Il ghiaccio oscurava ulteriormente le vetrate del grande salone e le candele stentavano ad illuminare l'intera stanza. Nagini strisciava subdola tra le gambe delle sedie mentre uno alla volta, ordinatamente i mangiamorte varcavano l'ingresso inginocchiandosi di fronte alla seduta di Voldemort. "Prego, accomodatevi amici miei". Artemisia prese posto di fianco a Dolohov come si ci aspettava da lei e si guardò intorno, erano in pochissimi: Bellatrix, Piton e Yaxlei, poi qualche figura a lei ignota. Si ritrovò a scrutare il suo ex professore e amante forse per più tempo del dovuto ma nessuno se ne accorse, lo distolse solo quando l'uomo in questione si voltò verso di lei, non seppe leggere il suo sguardo che appariva annoiato, ma si chiese cosa stesse pensando in quel momento, dopo mesi che non si rivolgevano la parola.

"Grazie al lavoro di mediazione di alcuni nostri compagni i dissennatori si sono uniti a noi. Non dovreste avere problemi quindi durante la missione di recupero di questa notte. Desidero che partiate immediatamente per Azkaban e che riportiate a casa i nostri amici catturati al Ministero", l'espressione del mago si fece contrariata mentre ricordava il fallimento di mesi prima. "Bellatrix farà da guida, con lei andranno Severus, Antonin e Artemisia. Non fatevi riconoscere e tornate in fretta, attendo con ansia il vostro arrivo"

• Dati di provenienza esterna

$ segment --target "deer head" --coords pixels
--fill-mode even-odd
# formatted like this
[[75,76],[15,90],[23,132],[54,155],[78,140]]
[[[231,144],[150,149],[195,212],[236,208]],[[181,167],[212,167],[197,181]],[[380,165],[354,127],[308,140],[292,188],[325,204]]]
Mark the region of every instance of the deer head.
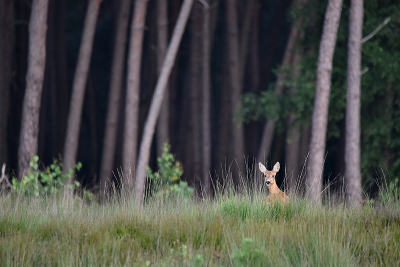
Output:
[[[280,164],[277,162],[274,165],[272,171],[267,170],[267,168],[260,162],[258,164],[260,171],[265,175],[265,184],[268,186],[268,189],[271,193],[277,193],[279,188],[276,185],[275,175],[279,171]],[[280,190],[279,190],[280,191]]]

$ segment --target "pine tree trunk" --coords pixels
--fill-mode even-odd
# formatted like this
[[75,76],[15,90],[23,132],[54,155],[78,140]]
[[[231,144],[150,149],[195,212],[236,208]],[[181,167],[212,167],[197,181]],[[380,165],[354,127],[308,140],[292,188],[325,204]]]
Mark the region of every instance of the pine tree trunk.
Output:
[[190,17],[190,29],[191,29],[191,44],[190,44],[190,114],[188,123],[190,124],[191,135],[189,137],[191,146],[190,154],[193,161],[193,173],[190,173],[190,178],[194,178],[194,181],[200,181],[201,177],[201,98],[200,90],[201,84],[201,57],[202,57],[202,14],[201,4],[196,2],[193,4],[192,15]]
[[[295,51],[292,60],[293,76],[299,75],[300,54]],[[297,93],[297,88],[292,87],[291,95]],[[296,114],[291,112],[288,120],[288,134],[286,137],[286,171],[288,172],[288,189],[291,193],[299,193],[299,170],[300,170],[300,126],[295,123]]]
[[131,40],[128,58],[128,82],[125,102],[125,130],[122,158],[124,175],[124,190],[126,196],[133,193],[133,170],[136,163],[137,142],[139,133],[139,95],[140,66],[142,61],[142,46],[146,22],[147,0],[135,2],[134,15],[131,23]]
[[[168,48],[168,3],[157,1],[157,70],[160,73]],[[167,85],[168,88],[168,85]],[[164,143],[169,141],[169,90],[165,92],[157,125],[157,155],[161,156]]]
[[347,200],[351,206],[359,206],[361,204],[360,97],[363,13],[363,0],[352,0],[349,18],[346,145],[344,156],[346,164],[344,179]]
[[317,202],[320,201],[322,190],[332,60],[339,28],[342,2],[343,0],[329,0],[319,46],[317,81],[311,126],[310,155],[307,162],[306,178],[307,195],[311,200]]
[[203,56],[202,56],[202,193],[207,197],[211,193],[210,170],[211,170],[211,77],[210,77],[210,58],[211,58],[211,25],[210,8],[203,7]]
[[14,47],[14,3],[0,1],[0,164],[8,162],[7,121]]
[[[234,114],[241,107],[241,72],[239,58],[239,33],[237,19],[236,0],[226,0],[227,14],[226,25],[228,27],[228,55],[229,55],[229,77],[230,77],[230,98],[231,98],[231,134],[233,146],[234,164],[233,169],[237,171],[233,173],[233,181],[238,184],[242,177],[246,176],[246,168],[244,164],[244,129],[243,125],[234,120]],[[227,95],[223,97],[229,97]]]
[[161,110],[161,104],[165,95],[169,75],[171,74],[172,66],[174,64],[176,54],[179,49],[179,44],[182,40],[183,32],[186,27],[187,20],[190,15],[193,0],[185,0],[182,4],[178,20],[172,34],[171,42],[168,46],[167,54],[165,56],[164,64],[154,90],[153,99],[151,101],[149,114],[144,126],[142,142],[140,144],[140,151],[138,157],[138,165],[136,171],[136,203],[143,204],[144,187],[146,183],[146,168],[150,158],[151,141],[153,139],[156,122]]
[[[299,28],[297,26],[293,26],[292,30],[290,31],[289,40],[286,44],[285,54],[282,60],[282,66],[288,66],[290,60],[293,56],[293,49],[297,42]],[[284,81],[286,80],[286,73],[280,72],[278,75],[278,79],[275,85],[275,94],[277,96],[282,95],[283,90],[285,89]],[[257,161],[266,162],[268,159],[268,154],[271,150],[271,143],[272,138],[274,137],[275,133],[275,120],[269,119],[265,124],[263,135],[261,138],[261,143],[258,151]]]
[[[79,131],[82,118],[82,107],[85,96],[89,65],[92,56],[93,40],[96,31],[96,22],[100,8],[100,0],[90,0],[87,8],[85,25],[82,33],[81,46],[79,48],[78,62],[75,70],[74,82],[72,85],[72,97],[69,108],[67,134],[64,145],[64,172],[68,172],[76,164],[76,156],[79,144]],[[74,178],[68,181],[73,184]],[[66,194],[72,195],[71,190]]]
[[117,143],[119,106],[121,103],[121,91],[124,78],[126,41],[128,38],[131,3],[131,0],[120,1],[117,29],[114,36],[114,55],[111,67],[110,93],[108,97],[106,129],[100,170],[100,192],[104,196],[108,194],[110,181],[113,179],[112,168],[114,166]]
[[22,177],[29,168],[29,161],[32,156],[37,154],[38,149],[39,114],[46,62],[48,4],[48,0],[32,2],[29,22],[28,71],[18,150],[19,177]]

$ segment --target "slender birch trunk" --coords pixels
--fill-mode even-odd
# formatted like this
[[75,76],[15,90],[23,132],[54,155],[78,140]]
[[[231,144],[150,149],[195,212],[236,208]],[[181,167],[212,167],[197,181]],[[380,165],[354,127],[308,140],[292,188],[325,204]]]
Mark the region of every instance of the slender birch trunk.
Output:
[[14,47],[14,3],[0,1],[0,164],[8,161],[7,126]]
[[151,101],[149,114],[144,126],[142,142],[140,144],[140,152],[138,157],[137,171],[136,171],[136,203],[143,204],[144,187],[146,184],[146,169],[150,158],[150,147],[153,139],[155,126],[161,110],[161,104],[165,95],[165,90],[168,82],[169,75],[182,40],[183,32],[186,27],[187,20],[190,15],[190,10],[193,5],[193,0],[185,0],[182,4],[178,20],[172,34],[171,42],[168,46],[167,54],[165,56],[164,64],[161,69],[157,85],[154,91],[153,99]]
[[343,0],[329,0],[319,46],[315,101],[311,125],[310,155],[307,162],[306,178],[306,194],[311,200],[316,202],[320,201],[322,191],[332,60],[342,2]]
[[147,0],[137,0],[131,23],[131,40],[128,58],[128,82],[125,102],[125,130],[122,170],[124,191],[126,196],[133,193],[134,177],[132,169],[136,163],[137,142],[139,133],[139,95],[140,66],[144,26],[146,22]]
[[360,152],[360,97],[361,97],[361,48],[364,7],[363,0],[352,0],[349,18],[349,44],[347,56],[346,94],[346,144],[345,175],[347,200],[359,206],[361,200]]
[[120,1],[117,30],[114,37],[114,55],[100,170],[100,192],[103,195],[108,193],[112,180],[131,3],[131,0]]
[[[157,69],[160,73],[168,48],[168,3],[167,0],[157,1]],[[169,141],[169,90],[167,90],[161,105],[160,118],[157,125],[157,155],[161,156],[164,143]]]
[[18,149],[18,176],[20,178],[29,168],[29,162],[38,150],[39,114],[46,64],[48,6],[48,0],[32,2],[29,22],[28,71]]
[[[90,59],[92,57],[93,40],[96,32],[99,9],[100,0],[89,1],[82,33],[81,46],[79,48],[78,63],[72,85],[72,97],[69,107],[67,134],[63,157],[65,173],[68,172],[70,168],[73,168],[76,164],[83,100],[85,97],[85,90],[89,75]],[[74,178],[71,177],[68,181],[68,184],[73,184],[73,180]],[[73,191],[66,190],[65,193],[71,196]]]

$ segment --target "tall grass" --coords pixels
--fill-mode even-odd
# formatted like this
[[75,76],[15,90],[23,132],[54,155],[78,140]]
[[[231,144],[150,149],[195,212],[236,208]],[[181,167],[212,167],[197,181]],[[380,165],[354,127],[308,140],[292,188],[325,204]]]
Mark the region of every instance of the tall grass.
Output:
[[400,210],[265,195],[64,207],[0,197],[1,266],[399,266]]

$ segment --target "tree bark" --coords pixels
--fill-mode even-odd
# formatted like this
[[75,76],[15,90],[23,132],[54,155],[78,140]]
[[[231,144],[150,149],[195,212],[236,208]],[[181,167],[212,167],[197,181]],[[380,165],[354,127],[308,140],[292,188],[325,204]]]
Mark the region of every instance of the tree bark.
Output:
[[[237,173],[233,174],[233,181],[237,184],[246,174],[244,164],[244,129],[243,125],[238,124],[234,120],[234,114],[241,107],[241,74],[240,74],[240,58],[239,58],[239,33],[237,20],[237,4],[236,0],[226,0],[227,14],[226,25],[228,27],[228,55],[229,55],[229,77],[230,77],[230,97],[231,97],[231,112],[232,112],[232,146],[233,157],[235,159],[234,169],[238,168]],[[228,96],[223,96],[228,97]]]
[[8,162],[7,121],[14,47],[14,3],[0,1],[0,164]]
[[176,54],[179,49],[179,44],[182,39],[183,32],[186,27],[187,20],[190,15],[190,10],[193,0],[185,0],[182,4],[178,20],[172,34],[171,42],[168,46],[167,54],[165,56],[164,64],[161,69],[160,76],[154,91],[153,99],[151,101],[149,114],[144,126],[142,142],[140,145],[140,153],[138,157],[137,171],[136,171],[136,203],[143,204],[144,187],[146,183],[146,168],[150,158],[150,147],[153,139],[156,122],[161,110],[161,104],[166,90],[169,75],[174,64]]
[[[160,73],[168,48],[168,3],[157,1],[157,70]],[[168,88],[168,84],[167,84]],[[157,155],[161,156],[164,143],[169,140],[169,90],[165,91],[157,125]]]
[[319,47],[315,101],[311,126],[310,155],[308,158],[306,178],[307,195],[311,200],[316,202],[320,201],[322,190],[332,60],[339,28],[342,2],[342,0],[329,0]]
[[[296,45],[297,42],[297,36],[299,33],[299,27],[296,25],[293,25],[290,35],[289,35],[289,40],[286,44],[286,49],[285,49],[285,54],[283,56],[282,60],[282,66],[288,66],[290,63],[290,60],[293,56],[293,49]],[[283,90],[285,89],[284,86],[284,81],[286,80],[286,73],[285,72],[280,72],[278,75],[278,80],[275,85],[275,94],[280,96],[283,93]],[[257,161],[265,162],[266,161],[266,156],[268,156],[267,153],[270,152],[271,149],[271,143],[272,143],[272,138],[274,137],[275,133],[275,120],[274,119],[268,119],[267,123],[265,124],[263,135],[261,138],[261,144],[258,150],[258,156],[257,156]]]
[[349,43],[347,56],[346,94],[346,144],[345,183],[347,200],[351,206],[359,206],[361,200],[360,163],[360,96],[361,96],[361,48],[363,26],[363,0],[352,0],[349,18]]
[[23,101],[18,175],[22,177],[29,161],[37,154],[39,114],[46,63],[46,31],[48,0],[34,0],[29,22],[29,55],[26,91]]
[[210,7],[208,1],[203,6],[203,56],[202,56],[202,193],[207,197],[211,193],[210,170],[211,170],[211,77],[210,77],[210,58],[211,58],[211,24]]
[[120,1],[117,29],[114,36],[114,55],[100,170],[100,193],[103,196],[108,194],[112,180],[131,3],[131,0]]
[[[299,75],[300,54],[295,51],[292,60],[293,76]],[[291,95],[294,96],[297,92],[296,87],[292,87]],[[286,171],[287,171],[287,187],[291,193],[299,193],[299,159],[300,159],[300,126],[295,123],[296,114],[291,112],[288,120],[288,133],[286,137]]]
[[131,40],[128,58],[128,82],[125,102],[125,130],[122,158],[123,185],[126,196],[133,191],[133,171],[136,163],[137,139],[139,133],[140,66],[147,0],[137,0],[131,22]]
[[201,98],[200,92],[202,87],[202,13],[201,4],[196,2],[193,4],[192,15],[190,17],[190,116],[188,123],[190,125],[191,134],[189,137],[188,157],[193,162],[193,173],[190,178],[194,181],[200,181],[201,175]]
[[[96,31],[96,22],[100,8],[100,0],[90,0],[87,8],[85,24],[82,33],[81,46],[79,48],[78,63],[75,70],[72,85],[72,97],[69,108],[67,134],[64,145],[64,172],[67,173],[76,163],[79,144],[79,131],[82,118],[82,107],[85,96],[87,78],[89,74],[90,59],[92,56],[93,40]],[[73,184],[73,177],[68,184]],[[66,194],[72,195],[71,190]]]

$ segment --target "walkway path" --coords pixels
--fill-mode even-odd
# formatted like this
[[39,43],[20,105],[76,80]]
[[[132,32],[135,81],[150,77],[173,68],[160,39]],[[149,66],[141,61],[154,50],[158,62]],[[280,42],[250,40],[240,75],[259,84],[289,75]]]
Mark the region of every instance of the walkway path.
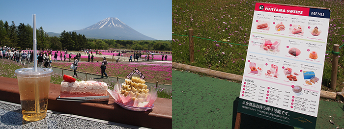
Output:
[[[166,62],[171,62],[169,61],[166,61]],[[64,62],[64,61],[62,61]],[[67,61],[66,61],[67,62]],[[86,62],[85,61],[82,61],[83,62]],[[160,61],[153,61],[153,62],[159,62]],[[53,62],[54,63],[54,62]],[[115,62],[108,62],[109,63],[115,63]],[[134,63],[133,62],[132,63]],[[33,63],[31,63],[30,64],[29,64],[29,67],[33,67]],[[65,74],[65,75],[71,75],[72,76],[74,74],[74,72],[73,71],[71,70],[62,70],[60,68],[57,68],[57,67],[53,67],[52,68],[53,71],[54,71],[54,73],[57,73],[60,74]],[[100,70],[100,69],[99,69]],[[129,73],[128,73],[129,74]],[[117,81],[117,77],[108,77],[108,78],[106,78],[106,77],[104,77],[104,78],[101,78],[101,75],[98,75],[97,74],[86,74],[85,73],[85,72],[77,72],[78,76],[78,77],[81,80],[96,80],[96,81],[104,81],[104,82],[106,82],[108,83],[115,83]],[[87,76],[87,78],[86,78],[86,76]],[[119,80],[120,82],[123,83],[124,82],[124,79],[123,78],[119,78]],[[154,82],[146,82],[146,84],[148,85],[148,86],[153,86],[155,87],[156,85],[156,83],[154,83]],[[158,83],[158,87],[160,87],[161,89],[163,89],[163,91],[166,91],[166,92],[171,92],[172,91],[172,86],[171,85],[166,85],[166,84],[159,84],[159,83]],[[161,90],[161,89],[160,89]]]

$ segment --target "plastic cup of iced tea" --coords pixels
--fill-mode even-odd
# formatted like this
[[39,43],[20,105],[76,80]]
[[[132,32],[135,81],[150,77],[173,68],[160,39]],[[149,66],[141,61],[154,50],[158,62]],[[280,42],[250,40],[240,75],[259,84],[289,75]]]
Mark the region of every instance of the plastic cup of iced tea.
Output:
[[47,115],[52,69],[26,68],[15,70],[18,78],[23,119],[37,121]]

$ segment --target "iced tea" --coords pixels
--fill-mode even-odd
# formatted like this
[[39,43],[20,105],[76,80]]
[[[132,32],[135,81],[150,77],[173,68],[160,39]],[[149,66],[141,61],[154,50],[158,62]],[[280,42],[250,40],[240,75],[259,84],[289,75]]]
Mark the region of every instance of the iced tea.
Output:
[[[48,108],[50,76],[40,77],[18,77],[18,82],[23,118],[28,121],[36,121],[44,118]],[[38,89],[35,87],[38,87]],[[39,96],[35,95],[35,94],[39,94]],[[39,101],[35,101],[36,96],[39,97],[37,98]],[[39,107],[36,109],[36,107]]]

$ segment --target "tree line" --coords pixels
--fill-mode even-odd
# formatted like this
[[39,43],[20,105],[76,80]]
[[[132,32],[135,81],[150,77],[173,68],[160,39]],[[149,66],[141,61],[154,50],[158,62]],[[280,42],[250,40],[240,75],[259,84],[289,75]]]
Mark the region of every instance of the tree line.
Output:
[[[0,20],[0,46],[6,46],[25,50],[33,48],[32,27],[29,24],[20,23],[16,26],[14,22],[9,25]],[[36,29],[37,50],[67,49],[79,51],[84,49],[108,50],[110,48],[136,50],[171,51],[172,41],[121,40],[86,38],[85,35],[64,30],[59,37],[50,37],[42,27]]]

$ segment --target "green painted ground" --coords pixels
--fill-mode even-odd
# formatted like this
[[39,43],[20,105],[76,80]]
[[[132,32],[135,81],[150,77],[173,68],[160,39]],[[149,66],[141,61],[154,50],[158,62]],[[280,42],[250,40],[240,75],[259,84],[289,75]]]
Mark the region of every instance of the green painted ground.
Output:
[[[233,128],[241,84],[185,72],[172,74],[173,129]],[[344,128],[344,104],[321,101],[318,112],[316,129]],[[294,129],[245,114],[240,127]]]

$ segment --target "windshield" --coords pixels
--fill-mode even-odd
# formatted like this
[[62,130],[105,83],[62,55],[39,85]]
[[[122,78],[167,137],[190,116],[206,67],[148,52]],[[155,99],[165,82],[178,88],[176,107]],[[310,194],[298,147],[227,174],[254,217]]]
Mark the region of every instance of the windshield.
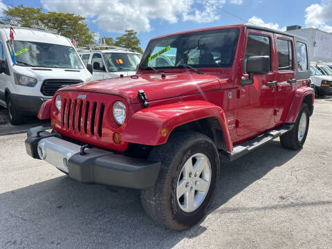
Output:
[[[7,42],[9,49],[9,41]],[[15,41],[17,64],[23,66],[82,69],[75,50],[68,46]]]
[[313,66],[310,66],[310,75],[322,75],[323,74],[320,72],[318,69],[317,69]]
[[320,66],[320,68],[325,73],[326,75],[332,75],[332,70],[329,66]]
[[238,28],[196,32],[152,40],[140,69],[232,67],[237,46]]
[[110,71],[136,71],[142,55],[124,53],[104,53]]

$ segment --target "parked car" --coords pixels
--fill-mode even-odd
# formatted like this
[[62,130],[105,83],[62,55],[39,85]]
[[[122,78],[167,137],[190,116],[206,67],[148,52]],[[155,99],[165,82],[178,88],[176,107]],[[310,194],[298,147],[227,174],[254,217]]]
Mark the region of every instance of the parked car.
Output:
[[59,88],[92,76],[67,38],[37,28],[14,30],[15,64],[10,26],[0,25],[0,105],[7,108],[10,122],[19,124],[25,116],[37,116]]
[[141,54],[120,47],[106,47],[108,49],[78,50],[85,66],[89,68],[89,64],[92,65],[91,73],[93,80],[116,77],[120,75],[133,75],[136,73],[137,65],[142,58]]
[[315,66],[310,66],[310,78],[315,90],[315,96],[323,96],[332,93],[332,76],[322,73]]
[[27,153],[81,182],[141,190],[158,223],[187,229],[206,214],[221,162],[277,137],[304,145],[314,102],[306,46],[250,25],[154,38],[136,75],[58,90],[39,111],[53,132],[30,129]]

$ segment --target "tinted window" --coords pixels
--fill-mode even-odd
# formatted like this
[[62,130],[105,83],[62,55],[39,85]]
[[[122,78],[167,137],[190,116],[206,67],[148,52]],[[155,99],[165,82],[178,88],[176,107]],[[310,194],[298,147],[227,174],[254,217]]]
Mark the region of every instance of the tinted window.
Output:
[[89,62],[89,57],[90,57],[90,55],[89,54],[85,54],[85,55],[82,55],[82,60],[83,61],[83,63],[84,64],[85,66],[88,64]]
[[244,57],[243,73],[246,73],[248,58],[251,56],[269,56],[270,71],[271,71],[271,43],[270,38],[263,35],[251,35],[248,36],[247,48]]
[[105,53],[110,71],[136,71],[136,66],[142,58],[140,55],[126,53]]
[[153,39],[145,49],[140,69],[232,67],[238,28],[195,32]]
[[104,62],[102,61],[102,55],[100,53],[94,53],[92,55],[91,64],[93,66],[93,71],[105,71]]
[[308,70],[308,55],[306,45],[302,42],[296,43],[296,68],[298,71]]
[[0,60],[4,60],[4,53],[3,53],[3,48],[2,46],[2,43],[0,42]]
[[293,47],[290,41],[277,39],[279,70],[293,69]]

Non se lo fecero ripetere un'altra volta. Si alzarono contemporaneamente dalle sedie e con passo deciso uscirono dalla sala, i passi scandivano il loro passaggio. Indossarono le loro maschere argentee e recuperarono le scope, solo Piton tra loro sapeva volare senza supporti e mentre si muoveva veloce nella sua nube nera si distanziò dalla Lestrange per accostarsi agli altri due. Non poteva vedere l'espressione contratta sul viso di Artemisia ma poteva percepirne, dallo sguardo verde attraverso la maschera, la stanchezza. Si concesse di concentrarsi sulla sua impronta magica, sperando di percepirla appena, ma stava occludendo totalmente i suoi pensieri e non carpì neanche una scintilla della sua potenza, lei invece, grazie a quella leggera apertura, sentì la magia del mago soffocarla e travolgerla, le parve di poterla quasi toccare.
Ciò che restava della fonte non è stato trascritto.